In turn-of-the-century Chicago, a wedding is taking place among the Lithuanian emigrants. Fifteen-year-old Ona Lukoszaite is marrying Jurgis Rudkus, a laborer in the meatpacking industry. Ona’s cousin, Marija Berczynskas, is in charge of the wedding preparations. After the marriage ceremony at the church, the wedding party travels to a neighborhood bar, where the celebration lasts into the small hours of the morning. Marija, the last to leave the church but the first to arrive at the bar, finds a large crowd of people at the door. It is the tradition that all passersby are welcome to join the festivities.

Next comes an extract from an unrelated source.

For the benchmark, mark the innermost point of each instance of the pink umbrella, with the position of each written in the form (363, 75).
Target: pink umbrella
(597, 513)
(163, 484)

Ona, a small, pale, shy girl, is the complete opposite of large, dark, outgoing Jurgis. She sits quietly in the corner, overwhelmed by the jollity and noise. Tables are spread with an abundance of food, and a nearby bar has been set up, where many are indulging in free liquor. The band, led by violinist Tomaszius Kuszleika, is far from adequate, but at least it is loud. Tomaszius edges toward the food, moving through the crowd despite his diminutive size. He dominates the scene; his violin is screeching loudly and drawing attention to himself. Ona is too excited to eat despite the urgings of her cousins. Her step-mother, Teta Elzbieta, is running around, making sure everyone is enjoying himself. When Tomaszius plays specifically to her, Ona would like to run away but is rescued by Marija. Jurgis’s father, Ded Antanas, rises to his feet and tries to make a speech but is hindered by his chronic coughing. He wrote his speech himself rather than taking one out of a book, as is traditional.

Afterward, the guests form a circle around the bride. Each man is encouraged to dance with Ona and afterward drop some money into a hat held by Teta Elzbieta. This money is to defray the cost of the wedding feast, which may run as high as two or three hundred dollars. However, many guests give nothing, although they continue to eat. This is contrary to the traditions of the Old Country, but many of the immigrants are poor laborers; they work many hours for very little money and absolutely no job security.

At the end of the feast, it is discovered that the guests have given nowhere near enough money to pay the expenses. Ona is horrified that they are starting their married life with such a large debt. Jurgis assures her that he will work harder. This is a promise he has made since leaving his home in Lithuania, cheated all along the way. As they arrive at their home, Jurgis urges Ona to stay home from work even if it means losing her job (which it will). Ona protests, but once again Jurgis promises that he will work harder.